The Cyber Safety Review Board of the log4shell incident

A useful summary of the events surrounding CVE-2021-44228, but not too much more.

Jul 16, 2022

The newly created Cyber Safety Review Board (CSRB) has released their report on the log4shell (CVE-2021-44228) incident.

I previously expressed some skepticism regarding the (at the time) plan for yet another federal organization with responsibility for analyzing cybersecurity issues, arguing that the diffusion of responsibility would only muddy the waters further. Although I stand by that position, I think the report is a generally useful document for those not deeply steeped in cybersecurity matters. It explains some of the big problems in the space that set the conditions for the log4shell incident, which is helpful for framing and context. Its recommendations, however, are vague and typical of such august bodies. Furthermore, they (surprise!) advocate for more such blue-ribbon panels to further study the tough problems.

With that said, I’ll review some of the key pieces of information from the report, grouping it into thematic chunks.
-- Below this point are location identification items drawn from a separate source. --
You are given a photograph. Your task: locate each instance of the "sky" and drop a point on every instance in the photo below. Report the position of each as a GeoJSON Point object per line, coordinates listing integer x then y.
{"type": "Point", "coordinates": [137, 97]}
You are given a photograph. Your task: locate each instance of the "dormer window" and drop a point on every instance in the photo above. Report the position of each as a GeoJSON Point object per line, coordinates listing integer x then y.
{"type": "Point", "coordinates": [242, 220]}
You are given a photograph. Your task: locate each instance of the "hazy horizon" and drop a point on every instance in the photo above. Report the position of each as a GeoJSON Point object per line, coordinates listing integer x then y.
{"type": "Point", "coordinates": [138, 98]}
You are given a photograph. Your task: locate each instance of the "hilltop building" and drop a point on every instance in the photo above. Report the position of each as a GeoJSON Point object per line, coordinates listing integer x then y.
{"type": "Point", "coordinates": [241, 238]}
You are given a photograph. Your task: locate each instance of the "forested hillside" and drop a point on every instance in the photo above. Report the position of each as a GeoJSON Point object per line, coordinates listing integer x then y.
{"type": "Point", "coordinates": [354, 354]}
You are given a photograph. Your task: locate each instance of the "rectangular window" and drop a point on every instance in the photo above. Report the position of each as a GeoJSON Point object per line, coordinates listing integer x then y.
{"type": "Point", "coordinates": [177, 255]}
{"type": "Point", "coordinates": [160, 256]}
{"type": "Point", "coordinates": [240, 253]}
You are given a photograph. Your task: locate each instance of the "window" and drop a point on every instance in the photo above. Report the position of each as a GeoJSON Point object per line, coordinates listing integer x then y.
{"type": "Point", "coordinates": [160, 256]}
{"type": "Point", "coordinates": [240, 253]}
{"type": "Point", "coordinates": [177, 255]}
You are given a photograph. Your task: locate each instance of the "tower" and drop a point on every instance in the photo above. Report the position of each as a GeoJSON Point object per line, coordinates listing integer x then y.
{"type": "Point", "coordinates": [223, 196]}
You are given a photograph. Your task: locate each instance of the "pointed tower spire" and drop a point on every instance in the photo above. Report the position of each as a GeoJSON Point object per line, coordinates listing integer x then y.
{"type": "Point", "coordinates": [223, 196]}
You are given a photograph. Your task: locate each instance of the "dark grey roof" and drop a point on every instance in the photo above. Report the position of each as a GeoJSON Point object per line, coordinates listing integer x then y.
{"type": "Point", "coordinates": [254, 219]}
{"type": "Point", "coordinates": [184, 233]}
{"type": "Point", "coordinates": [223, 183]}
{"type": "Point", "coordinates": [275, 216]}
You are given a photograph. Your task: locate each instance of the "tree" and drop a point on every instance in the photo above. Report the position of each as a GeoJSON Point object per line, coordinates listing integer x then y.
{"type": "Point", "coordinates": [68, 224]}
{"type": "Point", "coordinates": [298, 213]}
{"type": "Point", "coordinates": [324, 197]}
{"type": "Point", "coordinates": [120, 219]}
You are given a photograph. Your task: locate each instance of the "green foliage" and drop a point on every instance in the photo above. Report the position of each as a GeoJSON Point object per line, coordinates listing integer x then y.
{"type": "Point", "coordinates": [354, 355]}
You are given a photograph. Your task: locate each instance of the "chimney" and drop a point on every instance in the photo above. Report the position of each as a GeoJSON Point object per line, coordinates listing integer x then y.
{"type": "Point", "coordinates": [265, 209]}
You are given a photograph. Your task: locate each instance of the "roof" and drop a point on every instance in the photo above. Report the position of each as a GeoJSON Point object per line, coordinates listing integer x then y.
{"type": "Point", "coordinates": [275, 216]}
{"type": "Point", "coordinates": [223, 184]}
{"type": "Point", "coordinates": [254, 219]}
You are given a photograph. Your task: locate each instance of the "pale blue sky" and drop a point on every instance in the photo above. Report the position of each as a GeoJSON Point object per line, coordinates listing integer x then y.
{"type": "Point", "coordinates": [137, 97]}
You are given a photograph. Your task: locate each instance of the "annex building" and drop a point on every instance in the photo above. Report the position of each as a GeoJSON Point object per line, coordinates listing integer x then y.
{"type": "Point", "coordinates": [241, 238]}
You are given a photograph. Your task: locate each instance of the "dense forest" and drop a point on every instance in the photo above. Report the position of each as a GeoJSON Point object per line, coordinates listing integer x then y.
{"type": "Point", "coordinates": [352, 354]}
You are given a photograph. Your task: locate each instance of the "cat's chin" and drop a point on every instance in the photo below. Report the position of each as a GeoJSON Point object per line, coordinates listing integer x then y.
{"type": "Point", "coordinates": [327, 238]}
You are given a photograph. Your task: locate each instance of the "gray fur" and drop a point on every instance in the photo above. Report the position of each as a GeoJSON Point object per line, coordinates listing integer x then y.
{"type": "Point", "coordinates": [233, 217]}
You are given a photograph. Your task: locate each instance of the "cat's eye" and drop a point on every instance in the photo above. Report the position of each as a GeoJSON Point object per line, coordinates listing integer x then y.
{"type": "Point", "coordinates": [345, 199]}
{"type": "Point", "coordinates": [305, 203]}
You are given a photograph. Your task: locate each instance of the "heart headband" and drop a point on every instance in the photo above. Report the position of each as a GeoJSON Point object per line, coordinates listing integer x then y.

I won’t provide a timeline or summary of events (because the report does a great job with this); my goal is to summarize the key findings and identify areas of improvement in terms of the recommendations.

Every hacker in the world came out of the woodwork

I think the most revealing statistic from the report was that “[f]ive days following the [log4j] flaw’s disclosure, Cloudflare observed 400 exploitation attempts per second…totaling millions of scanning attempts to identify vulnerable systems” (p. 4). Although many of these were probably security researchers or automated tools just scanning to find instances of the vulnerability, there is no doubt that many of these were bona fide malicious exploitation attempts.

Although the board notes that the actual damage appears to have been less than feared, in a similar such event it is easy to see how there could be a catastrophic impact to global networks. Enterprises in general, but governments and insurers in particular should pay attention to the systemic risk of every cyber criminal in the world simultaneously exploiting such a serious issue.

Oddly, from my perspective, the board noted “no authoritative source exists to understand exploitation trends across geographies, industries, or ecosystems” (p. v). Although this is literally true, I believe one could use the Exploit Prediction Scoring System (EPSS) to provide such an overview. Although it doesn’t provide a register of exploitations (companies obviously want to keep this information confidential), it does offer a regularly updated statistic regarding the probability of exploitation of a given CVE. You could potentially work backwards from this using historical data (e.g. from Shodan) to try to get an idea of the scale of exploitation events. It would be a rough number, but it would give you an idea of the magnitude of the problem. This omission also shows that awareness of the EPSS appears to be limited throughout the industry, a problem that I am trying to help solve (as a recently added contributing member to the project).

There was a huge amount of noise

Something that clearly struck me as true is the fact that the incident created a massive amount of “noise” that was hard to cut through (p. 13). Most illuminating was the fact that one federal department dedicated 33,000 hours to respond to log4shell (p. 17). The fact that a single government agency lost more than a dozen man-years dealing with this vulnerability demonstrates how big of an issue the simple communication aspect of these situations can be.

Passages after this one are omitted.